Tal vez conozcan un cuadro titulado «Los embajadores», obra del pintor renacentista Hans Holbein. En la pintura vemos representados a dos personajes que posan en actitud rígida y solemne. Pero lo que nos llama la atención es cierto objeto grande, con aspecto de cigarro o dirigible, que parece levitar sobre el suelo, entre ambas figuras. Si miramos el cuadro desde el ángulo habitual (plantados de pie ante él) nos resulta imposible identificar dicha forma. Pero si adoptamos un punto de vista lateral, el misterio queda resuelto: el objeto extraño es en realidad una calavera, una alegoría de la muerte y de lo efímero.

Un objeto representado en anamorfosis tan sólo revela su naturaleza cuando lo observamos desde cierto ángulo. Pero el término puede emplearse en un sentido más amplio. La anamorfosis no es sólo una técnica pictórica, sino también una táctica necesaria en el complicado arte de vivir. Como si fuéramos actores, tratamos de ofrecer siempre el perfil correcto, aquel que más nos favorece o nos complace. La opinión es uno de nuestros métodos para lograrlo, tal vez el principal. Sin opiniones resultamos opacos e indistintos, igual que la calavera de Holbein. El truco de juicios nuestro entorno más cercano nos vuelve reconocibles y nos ayuda a vadear el fango de los días. Pero no sólo eso, porque también las cosas practican la anamorfosis. Con frecuencia el punto de vista convencional revela muy poco sobre los contornos exactos de la realidad. Es necesario desplazarse, observar desde otro ángulo y buscar la figura más allá de las trampas que se tienden a nuestra mirada. Me gustaría que estos artículos sirvieran también ese propósito. De ahí mi elección del título.

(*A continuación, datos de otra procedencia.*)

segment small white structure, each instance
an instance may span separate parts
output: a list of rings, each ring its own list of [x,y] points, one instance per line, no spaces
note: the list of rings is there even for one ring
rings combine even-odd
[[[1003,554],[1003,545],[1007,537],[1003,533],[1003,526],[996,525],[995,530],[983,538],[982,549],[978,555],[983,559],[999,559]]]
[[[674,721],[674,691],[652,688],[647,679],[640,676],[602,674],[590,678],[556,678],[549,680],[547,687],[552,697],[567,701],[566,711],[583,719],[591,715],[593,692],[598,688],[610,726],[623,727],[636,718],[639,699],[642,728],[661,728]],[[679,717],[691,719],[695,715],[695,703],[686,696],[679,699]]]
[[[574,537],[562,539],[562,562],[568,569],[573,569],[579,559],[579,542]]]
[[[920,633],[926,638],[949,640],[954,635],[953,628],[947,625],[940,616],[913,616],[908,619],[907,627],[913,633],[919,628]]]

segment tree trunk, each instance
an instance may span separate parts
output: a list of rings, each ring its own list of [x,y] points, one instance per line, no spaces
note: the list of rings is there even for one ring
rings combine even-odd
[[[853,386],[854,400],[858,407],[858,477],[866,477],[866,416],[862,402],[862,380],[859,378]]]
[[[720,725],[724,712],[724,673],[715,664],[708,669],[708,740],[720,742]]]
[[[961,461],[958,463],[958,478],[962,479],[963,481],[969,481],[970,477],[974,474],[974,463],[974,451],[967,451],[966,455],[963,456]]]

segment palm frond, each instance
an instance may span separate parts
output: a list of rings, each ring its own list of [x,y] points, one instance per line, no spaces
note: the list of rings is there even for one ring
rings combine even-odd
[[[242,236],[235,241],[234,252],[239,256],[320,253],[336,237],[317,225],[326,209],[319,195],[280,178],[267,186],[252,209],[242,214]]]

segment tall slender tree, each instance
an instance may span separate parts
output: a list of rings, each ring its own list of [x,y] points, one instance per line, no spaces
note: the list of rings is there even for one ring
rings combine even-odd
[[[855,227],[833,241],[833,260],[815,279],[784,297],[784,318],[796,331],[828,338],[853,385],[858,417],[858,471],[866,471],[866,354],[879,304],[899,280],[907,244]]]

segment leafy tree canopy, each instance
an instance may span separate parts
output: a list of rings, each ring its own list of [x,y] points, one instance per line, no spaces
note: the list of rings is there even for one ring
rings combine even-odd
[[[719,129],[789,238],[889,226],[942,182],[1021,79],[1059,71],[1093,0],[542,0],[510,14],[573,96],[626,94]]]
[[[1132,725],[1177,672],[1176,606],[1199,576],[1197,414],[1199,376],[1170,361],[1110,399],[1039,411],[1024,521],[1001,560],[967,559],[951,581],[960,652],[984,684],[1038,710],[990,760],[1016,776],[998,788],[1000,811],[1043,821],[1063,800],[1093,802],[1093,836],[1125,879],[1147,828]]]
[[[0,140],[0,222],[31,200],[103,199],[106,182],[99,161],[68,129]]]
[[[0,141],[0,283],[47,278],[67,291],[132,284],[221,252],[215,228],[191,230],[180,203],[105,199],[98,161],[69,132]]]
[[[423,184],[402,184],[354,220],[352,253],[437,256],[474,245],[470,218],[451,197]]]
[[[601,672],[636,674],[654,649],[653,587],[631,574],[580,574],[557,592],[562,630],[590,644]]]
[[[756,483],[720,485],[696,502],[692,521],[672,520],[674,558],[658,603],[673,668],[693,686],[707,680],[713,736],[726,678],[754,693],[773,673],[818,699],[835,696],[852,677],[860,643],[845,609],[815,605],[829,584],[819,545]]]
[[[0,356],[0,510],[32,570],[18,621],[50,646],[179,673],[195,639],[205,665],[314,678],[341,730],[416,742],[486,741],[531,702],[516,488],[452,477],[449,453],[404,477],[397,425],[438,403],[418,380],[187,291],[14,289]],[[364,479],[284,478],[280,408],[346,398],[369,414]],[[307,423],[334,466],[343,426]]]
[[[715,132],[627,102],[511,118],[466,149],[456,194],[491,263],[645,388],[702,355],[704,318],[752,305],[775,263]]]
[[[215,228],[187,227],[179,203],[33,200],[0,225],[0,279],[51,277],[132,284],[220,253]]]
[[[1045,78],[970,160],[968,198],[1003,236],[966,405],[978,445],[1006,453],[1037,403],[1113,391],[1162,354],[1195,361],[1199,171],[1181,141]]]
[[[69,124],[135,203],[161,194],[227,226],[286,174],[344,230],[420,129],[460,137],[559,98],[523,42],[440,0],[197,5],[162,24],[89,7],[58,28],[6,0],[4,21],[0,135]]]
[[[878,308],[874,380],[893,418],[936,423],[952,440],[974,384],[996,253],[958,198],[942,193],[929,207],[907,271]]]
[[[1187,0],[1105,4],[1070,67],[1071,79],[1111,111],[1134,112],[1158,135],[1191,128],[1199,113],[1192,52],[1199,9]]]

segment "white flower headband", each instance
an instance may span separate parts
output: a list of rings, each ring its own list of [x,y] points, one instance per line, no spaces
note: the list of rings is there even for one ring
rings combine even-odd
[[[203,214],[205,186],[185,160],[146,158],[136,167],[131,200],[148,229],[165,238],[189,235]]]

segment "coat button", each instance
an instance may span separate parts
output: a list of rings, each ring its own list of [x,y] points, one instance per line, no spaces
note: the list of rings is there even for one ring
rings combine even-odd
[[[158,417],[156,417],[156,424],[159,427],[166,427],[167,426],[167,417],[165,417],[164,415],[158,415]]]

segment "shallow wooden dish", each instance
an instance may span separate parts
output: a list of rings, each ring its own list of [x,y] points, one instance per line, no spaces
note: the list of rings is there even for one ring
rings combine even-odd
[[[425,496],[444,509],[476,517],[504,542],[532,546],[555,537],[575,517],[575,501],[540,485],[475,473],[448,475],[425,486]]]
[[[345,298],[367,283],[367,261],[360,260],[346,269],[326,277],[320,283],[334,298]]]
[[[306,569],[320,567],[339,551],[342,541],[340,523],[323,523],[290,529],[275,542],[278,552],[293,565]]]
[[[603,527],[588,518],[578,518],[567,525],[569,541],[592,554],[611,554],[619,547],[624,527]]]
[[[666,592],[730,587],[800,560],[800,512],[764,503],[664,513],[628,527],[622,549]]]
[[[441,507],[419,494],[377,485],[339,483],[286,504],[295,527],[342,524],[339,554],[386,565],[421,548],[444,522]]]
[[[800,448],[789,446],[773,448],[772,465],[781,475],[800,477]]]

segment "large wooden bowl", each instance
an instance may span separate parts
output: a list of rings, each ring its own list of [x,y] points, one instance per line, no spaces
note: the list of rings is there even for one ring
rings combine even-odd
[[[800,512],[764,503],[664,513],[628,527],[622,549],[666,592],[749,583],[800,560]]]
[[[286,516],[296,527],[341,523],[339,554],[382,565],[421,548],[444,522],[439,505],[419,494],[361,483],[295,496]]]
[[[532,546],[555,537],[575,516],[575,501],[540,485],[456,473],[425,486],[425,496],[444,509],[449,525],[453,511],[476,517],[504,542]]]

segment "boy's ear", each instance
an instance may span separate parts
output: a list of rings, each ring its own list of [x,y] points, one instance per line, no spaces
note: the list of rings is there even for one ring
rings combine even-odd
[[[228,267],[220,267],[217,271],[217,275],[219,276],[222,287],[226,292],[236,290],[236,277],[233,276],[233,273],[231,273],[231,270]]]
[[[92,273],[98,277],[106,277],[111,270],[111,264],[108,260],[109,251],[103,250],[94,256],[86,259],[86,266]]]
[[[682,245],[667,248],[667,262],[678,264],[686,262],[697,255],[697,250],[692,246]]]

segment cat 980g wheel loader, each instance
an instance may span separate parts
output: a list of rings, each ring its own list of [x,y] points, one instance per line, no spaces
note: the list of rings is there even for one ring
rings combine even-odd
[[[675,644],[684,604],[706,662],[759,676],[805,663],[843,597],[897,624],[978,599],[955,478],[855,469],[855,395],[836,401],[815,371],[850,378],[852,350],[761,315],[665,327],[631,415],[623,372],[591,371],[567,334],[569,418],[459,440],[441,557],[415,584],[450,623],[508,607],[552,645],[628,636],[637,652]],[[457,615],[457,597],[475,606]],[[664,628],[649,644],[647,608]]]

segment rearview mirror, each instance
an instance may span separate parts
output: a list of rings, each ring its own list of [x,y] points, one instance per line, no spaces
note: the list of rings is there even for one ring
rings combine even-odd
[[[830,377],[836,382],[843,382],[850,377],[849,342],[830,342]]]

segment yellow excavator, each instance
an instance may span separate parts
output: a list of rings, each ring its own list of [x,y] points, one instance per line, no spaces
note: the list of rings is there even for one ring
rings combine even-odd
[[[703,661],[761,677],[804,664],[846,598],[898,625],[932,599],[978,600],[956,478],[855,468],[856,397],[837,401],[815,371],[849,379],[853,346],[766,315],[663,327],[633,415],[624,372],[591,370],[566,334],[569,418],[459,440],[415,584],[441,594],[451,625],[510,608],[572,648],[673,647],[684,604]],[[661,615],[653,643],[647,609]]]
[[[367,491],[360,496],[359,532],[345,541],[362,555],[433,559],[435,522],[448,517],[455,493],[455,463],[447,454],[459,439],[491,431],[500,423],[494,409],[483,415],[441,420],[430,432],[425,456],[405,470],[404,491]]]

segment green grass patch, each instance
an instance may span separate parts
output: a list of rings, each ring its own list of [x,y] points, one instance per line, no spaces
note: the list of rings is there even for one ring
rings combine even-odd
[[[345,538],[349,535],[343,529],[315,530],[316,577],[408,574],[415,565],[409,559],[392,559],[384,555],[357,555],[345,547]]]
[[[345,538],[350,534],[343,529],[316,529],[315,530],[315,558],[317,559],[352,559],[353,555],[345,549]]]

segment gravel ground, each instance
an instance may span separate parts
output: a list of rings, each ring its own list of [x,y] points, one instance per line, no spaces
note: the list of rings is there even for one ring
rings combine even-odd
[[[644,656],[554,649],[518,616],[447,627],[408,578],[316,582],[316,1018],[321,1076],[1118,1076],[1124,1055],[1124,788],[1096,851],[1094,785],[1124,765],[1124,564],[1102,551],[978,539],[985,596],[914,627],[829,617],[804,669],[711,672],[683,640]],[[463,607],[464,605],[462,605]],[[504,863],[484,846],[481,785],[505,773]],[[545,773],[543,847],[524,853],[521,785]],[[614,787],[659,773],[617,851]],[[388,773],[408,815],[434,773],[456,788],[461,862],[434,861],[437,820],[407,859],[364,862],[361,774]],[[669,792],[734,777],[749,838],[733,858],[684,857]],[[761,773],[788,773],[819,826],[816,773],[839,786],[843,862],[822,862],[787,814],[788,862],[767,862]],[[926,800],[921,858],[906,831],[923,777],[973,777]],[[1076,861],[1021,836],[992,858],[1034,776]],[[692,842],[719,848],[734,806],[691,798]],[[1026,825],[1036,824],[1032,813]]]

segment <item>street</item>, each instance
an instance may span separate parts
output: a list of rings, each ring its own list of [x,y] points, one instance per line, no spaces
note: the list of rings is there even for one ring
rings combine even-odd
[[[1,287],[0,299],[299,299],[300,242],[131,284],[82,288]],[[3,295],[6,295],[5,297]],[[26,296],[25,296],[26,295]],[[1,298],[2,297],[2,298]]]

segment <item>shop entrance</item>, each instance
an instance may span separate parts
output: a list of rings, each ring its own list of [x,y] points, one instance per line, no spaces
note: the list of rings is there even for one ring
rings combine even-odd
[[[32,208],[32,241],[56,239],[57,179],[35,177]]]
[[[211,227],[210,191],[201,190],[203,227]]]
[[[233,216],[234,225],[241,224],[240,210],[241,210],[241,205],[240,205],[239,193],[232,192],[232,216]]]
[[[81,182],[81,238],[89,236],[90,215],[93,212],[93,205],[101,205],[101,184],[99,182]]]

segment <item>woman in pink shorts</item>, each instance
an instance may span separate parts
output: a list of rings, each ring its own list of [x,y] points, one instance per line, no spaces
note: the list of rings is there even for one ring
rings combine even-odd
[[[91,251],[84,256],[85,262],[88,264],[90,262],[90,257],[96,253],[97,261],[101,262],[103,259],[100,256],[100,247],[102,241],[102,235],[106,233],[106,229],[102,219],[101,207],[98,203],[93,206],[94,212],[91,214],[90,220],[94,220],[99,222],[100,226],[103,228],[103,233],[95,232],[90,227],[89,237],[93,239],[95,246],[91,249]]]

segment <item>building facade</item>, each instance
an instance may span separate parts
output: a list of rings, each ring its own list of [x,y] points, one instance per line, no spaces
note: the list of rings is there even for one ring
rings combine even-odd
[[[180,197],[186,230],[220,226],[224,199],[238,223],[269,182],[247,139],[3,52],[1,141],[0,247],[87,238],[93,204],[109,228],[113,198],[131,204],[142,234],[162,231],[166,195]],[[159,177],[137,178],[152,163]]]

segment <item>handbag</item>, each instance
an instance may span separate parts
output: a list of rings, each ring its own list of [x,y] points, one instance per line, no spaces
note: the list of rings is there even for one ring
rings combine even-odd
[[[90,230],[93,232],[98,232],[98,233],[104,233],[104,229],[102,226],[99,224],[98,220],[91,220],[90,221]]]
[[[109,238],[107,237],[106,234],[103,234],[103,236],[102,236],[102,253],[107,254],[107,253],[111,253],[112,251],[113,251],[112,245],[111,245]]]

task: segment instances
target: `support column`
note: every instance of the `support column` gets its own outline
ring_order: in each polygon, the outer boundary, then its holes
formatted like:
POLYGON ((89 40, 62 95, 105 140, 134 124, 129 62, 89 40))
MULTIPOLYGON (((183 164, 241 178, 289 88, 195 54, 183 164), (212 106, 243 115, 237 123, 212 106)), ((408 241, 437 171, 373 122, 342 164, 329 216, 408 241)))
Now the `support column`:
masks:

Ahora bien. ¿Serán mis anamorfosis lo bastante convincentes? ¿Resultarán mis opiniones lo bastante sólidas o interesantes como para justificar una columna semanal? Noto que empiezo a pisar terreno pantanoso. De momento, sólo puedo rogarles tiempo y paciencia. Y expresarles mi esperanza de no resultar anamórficamente aburrido.